Kolloquium

Thema:
Troubling Europe
Referent/-in:
Felicitas Schmieder, Hagen
Adresse:
FernUniversität Hagen Neubau KSW, Universitätsstraße 33 Gebäudeteil B, Raum B 0.025
Termin:
05.12.2017, 18:15 Uhr

Troubling Europe

“Europa” ist kein mittelalterlicher Begriff, der in mehr als nur marginalen Punkten über geographische Inhalte hinausginge: Peter Burke hat ganz richtig festgestellt, dass eine Idee von Europa, die als allgegenwärtig, verfügbar und wohlbekannt bei allen, die in politische Diskurse involviert waren, nicht vor etwa 1700 existierte. Aber weil “Europa” für uns heute ein wichtiges Gebilde ist, wollen wir, dass es tief in die Vergangenheit – das Mittelalter, sogar die Antike – zurückreichende Wurzeln hat. Also konstruieren wir das mittelalterliche Europa: Wir schauen zurück und versuchen Erwartungen zu erfüllen, die wir aus modernen (wechselnden, sogar unstetigen) Notwendigkeiten ableiten. Und wir konstruieren es, wie wir die mittelalterlichen Nationen konstruiert haben – kein Wunder, da sich die mediävistischen akademischen Fächer entwickelt haben im Zeitalter der (Etablierung der) Nationalstaaten. Manchmal sehen wir die mittelalterliche Geschichte Europas als Summe der mittelalterlichen “Nationalgeschichten”. Doch auch wenn wir darüber hinauskommen und etwas genereller “Europäisches” identifizieren wollen, entwerfen wir Europa wie einen Nationalstaat und versuchen nicht zuletzt, harte Außengrenzen zu bestimmen, die bis hin zu harten kulturellen Außengrenzen reichen, als wäre der Nationalstaat die einzig mögliche Weise, menschlichen Zusammenleben zu organisieren.

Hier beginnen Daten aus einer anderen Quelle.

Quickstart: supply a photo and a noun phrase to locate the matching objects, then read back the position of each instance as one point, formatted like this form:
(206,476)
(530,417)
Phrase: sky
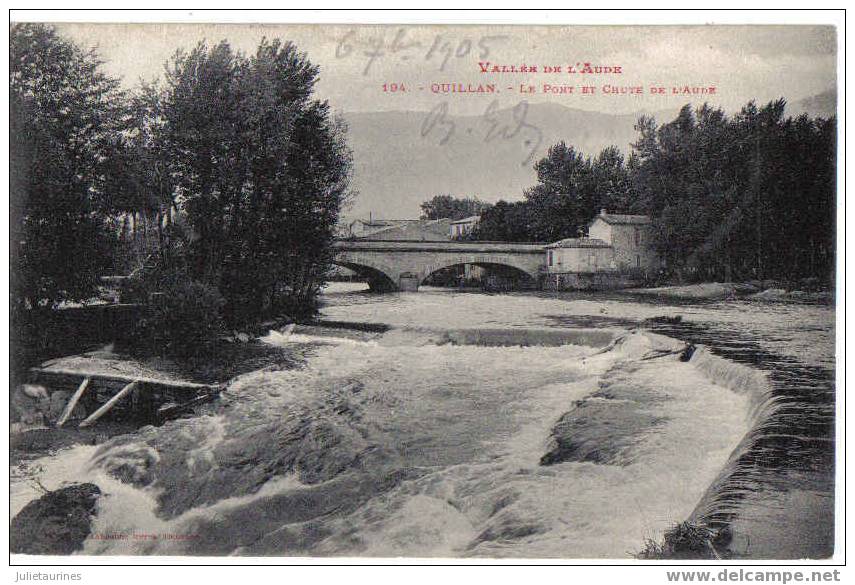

Der Vortrag ist zu verstehen vor dem Hintergrund eines geplanten Netzwerkprojekts, bei dem es darum gehen soll, über Europa zu reden, ohne Europa zu „definieren“, und unterschiedliche Vorstellungen vom mittelalterlichen Europa in modernen nationalen Diskursen oder solchen anderer sozialer Großgruppen vergleichend zusammenzufügen.